MINNEAPOLIS (WCCO) -- Life can take so many twists and turns. For instance, imagine going from a nurse to an IT project manager, or from an inline skater to bike enthusiast.
In both cases, that's Martha Flynn, who is now so dedicated to getting other young women to ride bikes, she's in charge of the Crank Sisters, an organization that builds girl's confidence while off-road cycling.
That's what makes her this week's Minnesotan to Meet.
Martha Flynn is a natural on two wheels. She said she has been full-on biking for about a decade, but was introduced to it even longer ago while competing on eight wheels.
"I was an inline skate racer and I started biking as cross-training," Flynn said. "Something about being on a bike was more fun."
Biking isn't just a hobby. You'll see Flynn commuting nine miles each way to work -- any season -- along River Road.
"I have five bikes," she said. "I love every morning going, 'Which one should I take out?'"
There's the commuter bike, the road bike, the mountain bike, the fat tire winter bike and the cylo-cross bike.
"The thing about being a bike fanatic is you start with one bike and then you need another bike," she said.
Calling her a bike fanatic might be an understatement; she literally wears her enthusiasm on her chest in the form of a bicycle necklace her husband gave her.
Then there was the Catfish Cup last winter, when she was featured on the CBS Evening News racing on one of the coldest days of the year.
"It's all about layering and wearing the right clothes," Flynn said.
When she first started dating the man who would become her husband, he told her he worked as a bike mechanic at Penn Cycle.
"I was like, 'Really? Sold,'" Flynn said.
The marriage has worked out in more ways than one. The couple's garage has an entire area reserved for just bicycles and a bike repair station. And she rides with her husband and son both.
"I ride with the boys, but there's something nice about doing a girls' ride," Flynn said.
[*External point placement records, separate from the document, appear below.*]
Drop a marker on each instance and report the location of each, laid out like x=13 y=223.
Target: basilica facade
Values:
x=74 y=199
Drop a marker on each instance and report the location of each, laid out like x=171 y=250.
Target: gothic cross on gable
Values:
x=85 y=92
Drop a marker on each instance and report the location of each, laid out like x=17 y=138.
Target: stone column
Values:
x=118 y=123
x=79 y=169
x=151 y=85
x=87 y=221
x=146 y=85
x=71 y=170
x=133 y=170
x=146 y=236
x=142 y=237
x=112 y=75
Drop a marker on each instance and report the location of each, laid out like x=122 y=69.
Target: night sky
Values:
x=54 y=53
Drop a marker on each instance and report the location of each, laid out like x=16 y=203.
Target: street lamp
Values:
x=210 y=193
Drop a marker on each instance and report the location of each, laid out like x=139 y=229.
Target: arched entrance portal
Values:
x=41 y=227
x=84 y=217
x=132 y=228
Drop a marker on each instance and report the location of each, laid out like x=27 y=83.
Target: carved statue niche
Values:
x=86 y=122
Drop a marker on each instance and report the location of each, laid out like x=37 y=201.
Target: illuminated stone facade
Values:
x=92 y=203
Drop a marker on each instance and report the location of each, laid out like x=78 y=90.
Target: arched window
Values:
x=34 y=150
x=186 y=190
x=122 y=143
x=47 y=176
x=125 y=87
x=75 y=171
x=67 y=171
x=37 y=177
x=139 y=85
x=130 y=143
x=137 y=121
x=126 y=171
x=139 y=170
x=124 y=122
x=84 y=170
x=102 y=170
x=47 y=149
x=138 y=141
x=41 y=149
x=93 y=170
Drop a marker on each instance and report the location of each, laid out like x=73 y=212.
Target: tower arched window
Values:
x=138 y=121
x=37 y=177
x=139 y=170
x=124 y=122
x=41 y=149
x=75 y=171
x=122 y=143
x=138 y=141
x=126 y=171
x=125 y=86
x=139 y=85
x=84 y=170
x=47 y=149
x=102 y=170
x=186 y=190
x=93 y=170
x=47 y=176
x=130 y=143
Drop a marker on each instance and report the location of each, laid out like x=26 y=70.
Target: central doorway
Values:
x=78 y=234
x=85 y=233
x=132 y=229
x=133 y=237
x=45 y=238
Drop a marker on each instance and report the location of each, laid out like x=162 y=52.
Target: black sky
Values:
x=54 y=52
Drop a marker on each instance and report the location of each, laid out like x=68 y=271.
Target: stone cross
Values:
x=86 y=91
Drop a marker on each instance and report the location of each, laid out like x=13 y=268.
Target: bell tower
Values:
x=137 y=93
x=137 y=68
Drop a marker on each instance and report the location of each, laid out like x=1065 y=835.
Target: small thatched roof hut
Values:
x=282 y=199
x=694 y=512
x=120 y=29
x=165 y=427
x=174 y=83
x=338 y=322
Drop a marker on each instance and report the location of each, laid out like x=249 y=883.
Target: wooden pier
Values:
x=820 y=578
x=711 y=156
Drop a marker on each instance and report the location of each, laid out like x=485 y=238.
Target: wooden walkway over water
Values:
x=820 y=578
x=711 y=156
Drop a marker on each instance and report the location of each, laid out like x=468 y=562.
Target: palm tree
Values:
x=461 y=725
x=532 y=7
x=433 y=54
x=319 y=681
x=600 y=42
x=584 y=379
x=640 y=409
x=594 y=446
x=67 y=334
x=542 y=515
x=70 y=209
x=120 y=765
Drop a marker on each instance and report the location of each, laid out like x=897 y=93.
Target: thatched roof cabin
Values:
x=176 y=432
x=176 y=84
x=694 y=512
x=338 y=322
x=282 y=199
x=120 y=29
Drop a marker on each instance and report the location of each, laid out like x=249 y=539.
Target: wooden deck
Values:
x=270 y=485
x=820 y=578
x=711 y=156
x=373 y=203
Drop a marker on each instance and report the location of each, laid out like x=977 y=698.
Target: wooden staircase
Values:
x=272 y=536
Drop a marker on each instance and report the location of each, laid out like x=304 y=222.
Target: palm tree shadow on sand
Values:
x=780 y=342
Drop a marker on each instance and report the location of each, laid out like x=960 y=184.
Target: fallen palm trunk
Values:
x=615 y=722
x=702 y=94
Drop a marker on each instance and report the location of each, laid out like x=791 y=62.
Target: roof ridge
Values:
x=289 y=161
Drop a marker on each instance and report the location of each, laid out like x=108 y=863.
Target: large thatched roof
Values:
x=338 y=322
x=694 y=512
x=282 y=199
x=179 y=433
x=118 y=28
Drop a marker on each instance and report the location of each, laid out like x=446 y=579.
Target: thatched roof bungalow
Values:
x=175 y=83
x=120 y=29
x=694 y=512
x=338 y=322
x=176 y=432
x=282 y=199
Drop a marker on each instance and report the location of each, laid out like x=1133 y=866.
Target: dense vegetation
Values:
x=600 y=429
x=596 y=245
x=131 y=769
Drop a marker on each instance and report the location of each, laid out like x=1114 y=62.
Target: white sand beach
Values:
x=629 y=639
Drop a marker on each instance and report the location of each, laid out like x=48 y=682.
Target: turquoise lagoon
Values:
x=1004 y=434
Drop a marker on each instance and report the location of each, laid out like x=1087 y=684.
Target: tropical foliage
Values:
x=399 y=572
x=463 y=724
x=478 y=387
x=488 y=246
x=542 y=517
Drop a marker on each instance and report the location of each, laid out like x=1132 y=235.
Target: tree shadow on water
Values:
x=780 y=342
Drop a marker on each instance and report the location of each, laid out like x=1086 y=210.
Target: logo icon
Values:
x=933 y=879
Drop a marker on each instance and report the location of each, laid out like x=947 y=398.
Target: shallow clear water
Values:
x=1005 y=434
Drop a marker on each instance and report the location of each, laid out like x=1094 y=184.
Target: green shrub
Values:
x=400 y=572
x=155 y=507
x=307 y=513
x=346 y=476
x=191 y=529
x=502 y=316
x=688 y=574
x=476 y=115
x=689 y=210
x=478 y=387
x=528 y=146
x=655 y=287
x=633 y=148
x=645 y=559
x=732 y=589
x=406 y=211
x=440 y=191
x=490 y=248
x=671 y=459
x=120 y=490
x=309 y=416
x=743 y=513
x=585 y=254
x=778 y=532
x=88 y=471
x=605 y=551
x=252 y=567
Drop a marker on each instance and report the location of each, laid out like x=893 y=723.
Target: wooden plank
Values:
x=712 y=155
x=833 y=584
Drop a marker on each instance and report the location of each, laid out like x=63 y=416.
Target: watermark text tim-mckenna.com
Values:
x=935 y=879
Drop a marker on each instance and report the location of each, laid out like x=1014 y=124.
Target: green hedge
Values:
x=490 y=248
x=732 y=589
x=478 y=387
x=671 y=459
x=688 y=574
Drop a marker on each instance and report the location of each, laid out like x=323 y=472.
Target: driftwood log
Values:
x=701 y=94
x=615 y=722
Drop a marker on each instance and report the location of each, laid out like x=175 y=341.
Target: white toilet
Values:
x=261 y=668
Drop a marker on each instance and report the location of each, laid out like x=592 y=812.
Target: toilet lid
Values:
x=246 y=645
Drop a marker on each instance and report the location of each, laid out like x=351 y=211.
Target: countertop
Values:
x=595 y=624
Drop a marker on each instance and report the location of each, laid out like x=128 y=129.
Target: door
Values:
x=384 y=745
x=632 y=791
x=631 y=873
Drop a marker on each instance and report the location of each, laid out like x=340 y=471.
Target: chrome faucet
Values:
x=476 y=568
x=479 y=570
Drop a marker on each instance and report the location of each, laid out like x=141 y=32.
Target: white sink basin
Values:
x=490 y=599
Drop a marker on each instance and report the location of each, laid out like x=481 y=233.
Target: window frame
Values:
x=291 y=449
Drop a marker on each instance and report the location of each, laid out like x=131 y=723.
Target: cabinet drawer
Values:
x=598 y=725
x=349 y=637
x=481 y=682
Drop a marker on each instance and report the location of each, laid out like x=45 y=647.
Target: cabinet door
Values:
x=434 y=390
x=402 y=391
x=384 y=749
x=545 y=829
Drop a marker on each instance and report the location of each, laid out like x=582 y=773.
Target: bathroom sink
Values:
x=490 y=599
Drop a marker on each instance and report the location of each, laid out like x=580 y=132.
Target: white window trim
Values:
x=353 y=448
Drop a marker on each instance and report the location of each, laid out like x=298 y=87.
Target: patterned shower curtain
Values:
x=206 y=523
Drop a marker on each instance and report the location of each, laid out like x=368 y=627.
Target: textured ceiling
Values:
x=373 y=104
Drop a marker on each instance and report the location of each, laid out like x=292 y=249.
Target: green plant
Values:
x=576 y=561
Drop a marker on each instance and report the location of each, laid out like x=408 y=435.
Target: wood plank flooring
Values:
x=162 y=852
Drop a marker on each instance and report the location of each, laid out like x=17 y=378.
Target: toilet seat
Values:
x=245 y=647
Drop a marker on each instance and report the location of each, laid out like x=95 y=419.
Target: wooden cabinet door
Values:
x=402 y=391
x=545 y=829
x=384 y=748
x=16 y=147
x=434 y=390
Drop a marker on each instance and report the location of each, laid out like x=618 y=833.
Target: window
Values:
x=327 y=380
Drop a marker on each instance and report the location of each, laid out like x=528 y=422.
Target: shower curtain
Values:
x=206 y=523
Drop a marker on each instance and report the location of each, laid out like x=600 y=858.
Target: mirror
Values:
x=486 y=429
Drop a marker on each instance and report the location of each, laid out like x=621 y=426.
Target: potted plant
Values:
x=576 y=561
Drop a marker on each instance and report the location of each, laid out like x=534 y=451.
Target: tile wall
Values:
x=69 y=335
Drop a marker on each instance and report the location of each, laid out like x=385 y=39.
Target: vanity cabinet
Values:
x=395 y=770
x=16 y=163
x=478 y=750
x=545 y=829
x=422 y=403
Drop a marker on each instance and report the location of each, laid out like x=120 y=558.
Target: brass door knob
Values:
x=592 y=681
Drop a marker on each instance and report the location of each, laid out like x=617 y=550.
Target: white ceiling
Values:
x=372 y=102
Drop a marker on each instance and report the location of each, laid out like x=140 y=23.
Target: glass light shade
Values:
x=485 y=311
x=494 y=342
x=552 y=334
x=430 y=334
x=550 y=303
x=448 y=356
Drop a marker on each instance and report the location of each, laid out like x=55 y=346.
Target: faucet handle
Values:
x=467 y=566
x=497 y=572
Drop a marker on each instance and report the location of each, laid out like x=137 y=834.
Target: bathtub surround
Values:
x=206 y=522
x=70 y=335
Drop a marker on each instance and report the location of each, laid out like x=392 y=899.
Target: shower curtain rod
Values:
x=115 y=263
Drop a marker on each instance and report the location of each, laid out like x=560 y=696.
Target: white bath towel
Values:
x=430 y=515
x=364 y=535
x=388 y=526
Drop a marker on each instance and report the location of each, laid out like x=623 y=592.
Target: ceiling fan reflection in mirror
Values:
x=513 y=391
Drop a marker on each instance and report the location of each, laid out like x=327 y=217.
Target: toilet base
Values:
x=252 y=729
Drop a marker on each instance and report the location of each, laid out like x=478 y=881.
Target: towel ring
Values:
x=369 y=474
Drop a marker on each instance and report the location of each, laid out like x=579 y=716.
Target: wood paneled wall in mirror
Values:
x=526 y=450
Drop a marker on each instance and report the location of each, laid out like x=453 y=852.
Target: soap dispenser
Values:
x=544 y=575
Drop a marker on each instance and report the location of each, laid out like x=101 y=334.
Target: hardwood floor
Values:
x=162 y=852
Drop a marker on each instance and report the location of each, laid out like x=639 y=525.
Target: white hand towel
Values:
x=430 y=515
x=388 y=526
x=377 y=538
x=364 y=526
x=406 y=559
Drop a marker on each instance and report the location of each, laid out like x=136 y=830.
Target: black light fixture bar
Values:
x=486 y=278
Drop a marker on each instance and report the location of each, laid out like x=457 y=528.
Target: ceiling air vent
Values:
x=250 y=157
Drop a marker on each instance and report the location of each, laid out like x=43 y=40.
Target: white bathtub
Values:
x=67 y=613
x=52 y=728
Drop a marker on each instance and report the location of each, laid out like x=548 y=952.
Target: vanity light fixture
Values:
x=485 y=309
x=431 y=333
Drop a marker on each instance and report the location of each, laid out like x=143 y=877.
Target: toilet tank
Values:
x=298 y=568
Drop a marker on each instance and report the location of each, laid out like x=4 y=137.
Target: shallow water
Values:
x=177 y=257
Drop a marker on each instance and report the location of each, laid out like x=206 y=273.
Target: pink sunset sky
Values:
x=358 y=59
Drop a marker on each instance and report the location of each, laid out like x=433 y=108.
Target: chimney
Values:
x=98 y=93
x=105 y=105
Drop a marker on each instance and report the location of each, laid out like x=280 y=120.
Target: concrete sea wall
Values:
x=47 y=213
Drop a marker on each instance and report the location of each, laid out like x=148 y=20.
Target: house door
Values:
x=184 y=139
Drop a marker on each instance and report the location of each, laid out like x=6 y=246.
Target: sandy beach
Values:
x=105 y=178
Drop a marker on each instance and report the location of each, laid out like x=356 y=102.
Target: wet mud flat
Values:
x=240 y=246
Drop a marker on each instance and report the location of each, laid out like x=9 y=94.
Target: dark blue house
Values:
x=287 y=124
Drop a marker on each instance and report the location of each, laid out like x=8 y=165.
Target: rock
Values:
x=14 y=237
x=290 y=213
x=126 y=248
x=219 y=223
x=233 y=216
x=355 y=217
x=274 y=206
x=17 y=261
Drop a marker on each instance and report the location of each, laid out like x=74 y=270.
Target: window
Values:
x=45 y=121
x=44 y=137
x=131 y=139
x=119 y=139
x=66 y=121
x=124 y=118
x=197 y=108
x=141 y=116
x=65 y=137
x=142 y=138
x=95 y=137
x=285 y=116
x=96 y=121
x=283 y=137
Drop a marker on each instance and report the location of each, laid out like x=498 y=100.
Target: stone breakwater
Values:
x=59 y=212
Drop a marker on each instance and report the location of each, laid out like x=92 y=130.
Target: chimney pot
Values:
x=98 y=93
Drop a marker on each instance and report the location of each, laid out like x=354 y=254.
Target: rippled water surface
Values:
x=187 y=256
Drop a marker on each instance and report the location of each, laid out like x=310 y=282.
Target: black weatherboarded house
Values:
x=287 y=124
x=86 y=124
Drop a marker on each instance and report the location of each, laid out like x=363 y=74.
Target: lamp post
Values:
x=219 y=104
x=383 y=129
That's where her focus is now Flynn is the head "Crank Sister" with the Minnesota High School Cycling League.
"We're not about making the next Olympic athlete. We want them to have fun riding their bike. We want them to have a healthy lifestyle," Flynn said.
The competition is for girls currently in high school, but they're now targeting middle school girls as well.
"They help build up each other's confidence," Flynn said.
She hopes these girls inspire others to join, creating a lifelong commitment to peddling and to sisterhood -- a comrade that comes so easily, it's just like riding a bike.
The Crank Sisters offer "Try It Out" sessions and teams are forming in some areas for the Minnesota High School Cycling League.